Mr. Mubarak, whose predecessor, Anwar el Sadat, was the first Arab leader to make peace with Israel, in 1979, has been traveling almost as much as Mr. Christopher in trying to forge new bonds between countries that have been periodically warring since 1948.

That his meeting yesterday with Mr. Rabin seemed almost routine was an indication of his peacemaking role: Until 1992, the Egyptian president had not met with an Israeli leader for six years.

Mr. Mubarak's motives are several: to bolster his image in his own country, which is beset with domestic woes; to further reduce the ostracism Egypt has felt from the Arab world over Mr. Sadat's bold move; and to earn more favor from the United States, which is bankrolling the whole process with financial aid.

Yesterday, Mr. Mubarak said he had talked to Mr. Assad about the steps needed to make peace with Israel and that "my impression is Syria really is interested in peace. This is my feeling."

But he cautioned, "Syria will never accept signing any peace treaty without a complete withdrawal of the Golan Heights."
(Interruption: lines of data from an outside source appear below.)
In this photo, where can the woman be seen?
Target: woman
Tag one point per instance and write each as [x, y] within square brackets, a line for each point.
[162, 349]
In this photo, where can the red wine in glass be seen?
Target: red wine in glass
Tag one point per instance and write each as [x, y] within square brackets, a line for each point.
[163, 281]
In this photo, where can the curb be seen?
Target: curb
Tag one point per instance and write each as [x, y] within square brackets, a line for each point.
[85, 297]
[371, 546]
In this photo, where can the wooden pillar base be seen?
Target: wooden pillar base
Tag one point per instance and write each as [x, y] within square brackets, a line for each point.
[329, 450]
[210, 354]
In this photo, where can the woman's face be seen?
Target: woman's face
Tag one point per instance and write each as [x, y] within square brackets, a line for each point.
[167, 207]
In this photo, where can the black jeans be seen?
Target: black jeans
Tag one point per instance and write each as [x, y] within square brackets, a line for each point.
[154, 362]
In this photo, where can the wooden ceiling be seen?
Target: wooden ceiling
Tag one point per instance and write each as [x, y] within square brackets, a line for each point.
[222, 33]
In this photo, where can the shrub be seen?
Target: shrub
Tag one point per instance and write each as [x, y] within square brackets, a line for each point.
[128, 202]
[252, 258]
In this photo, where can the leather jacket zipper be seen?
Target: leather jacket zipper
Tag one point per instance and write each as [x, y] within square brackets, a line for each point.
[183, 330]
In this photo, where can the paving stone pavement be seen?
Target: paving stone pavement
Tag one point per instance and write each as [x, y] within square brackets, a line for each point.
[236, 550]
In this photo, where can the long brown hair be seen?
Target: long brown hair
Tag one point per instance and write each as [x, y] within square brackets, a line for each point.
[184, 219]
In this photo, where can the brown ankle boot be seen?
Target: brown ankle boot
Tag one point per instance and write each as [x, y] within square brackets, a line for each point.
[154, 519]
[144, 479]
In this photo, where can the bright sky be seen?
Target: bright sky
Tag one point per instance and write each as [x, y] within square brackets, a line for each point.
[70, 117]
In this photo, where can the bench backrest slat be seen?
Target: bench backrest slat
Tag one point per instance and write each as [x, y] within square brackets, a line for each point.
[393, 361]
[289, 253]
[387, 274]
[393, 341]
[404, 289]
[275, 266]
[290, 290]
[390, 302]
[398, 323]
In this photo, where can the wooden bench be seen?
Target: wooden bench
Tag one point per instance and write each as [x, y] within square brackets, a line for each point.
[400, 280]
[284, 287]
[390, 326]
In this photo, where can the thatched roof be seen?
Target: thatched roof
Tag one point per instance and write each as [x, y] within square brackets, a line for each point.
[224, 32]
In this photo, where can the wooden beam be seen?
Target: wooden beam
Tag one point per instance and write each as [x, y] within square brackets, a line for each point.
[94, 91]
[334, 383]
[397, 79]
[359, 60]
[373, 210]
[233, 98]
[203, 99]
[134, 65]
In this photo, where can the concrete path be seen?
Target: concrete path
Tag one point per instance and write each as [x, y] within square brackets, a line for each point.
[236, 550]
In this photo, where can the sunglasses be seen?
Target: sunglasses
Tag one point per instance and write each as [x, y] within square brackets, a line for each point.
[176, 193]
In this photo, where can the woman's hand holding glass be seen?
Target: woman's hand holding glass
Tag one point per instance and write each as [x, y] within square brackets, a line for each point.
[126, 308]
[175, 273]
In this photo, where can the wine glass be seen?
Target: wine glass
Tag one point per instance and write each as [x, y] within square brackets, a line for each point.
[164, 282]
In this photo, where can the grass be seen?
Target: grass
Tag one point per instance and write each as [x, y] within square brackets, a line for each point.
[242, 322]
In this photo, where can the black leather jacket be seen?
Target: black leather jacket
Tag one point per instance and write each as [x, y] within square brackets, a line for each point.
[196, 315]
Israel captured the Golan Heights from Syria in the 1967 war. Their negotiations are stuck at a standoff: Israel has balked at promising that it will give back all of the captured territory, while Syria has refused to say what peace benefits it will offer in return.

Mr. Rabin repeated his stance at a news conference in Taba.

"The present [Israeli] government is the first government that has made it clear that it is ready for a withdrawal on the Golan Heights," he said. But he added, "I will not define lines before I know what I will get in return."

Mr. Rabin laid out his demands for progress in negotiations with Syria: "First, Syria has to do something. It needs public diplomacy. It needs public utterances that will bring the people of Israel to be convinced that Syria is eager to have peace."

Mr. Rabin noted the recent public ceremonies between the leaders of Israel and those of Jordan and the Palestinians. "We haven't seen anything of this kind, even on a smaller scale, by Syria," he said.

Yesterday's meeting between Mr. Mubarak and Mr. Rabin came amid speculation that the Egyptian president would soon visit Israel. It would be the first such visit since Mr. Sadat's 1982 visit to Jerusalem.

Mr. Mubarak fell back on a familiar, vague promise.

"I will visit Israel at a suitable time," he said, but he would not commit himself to such a visit this year.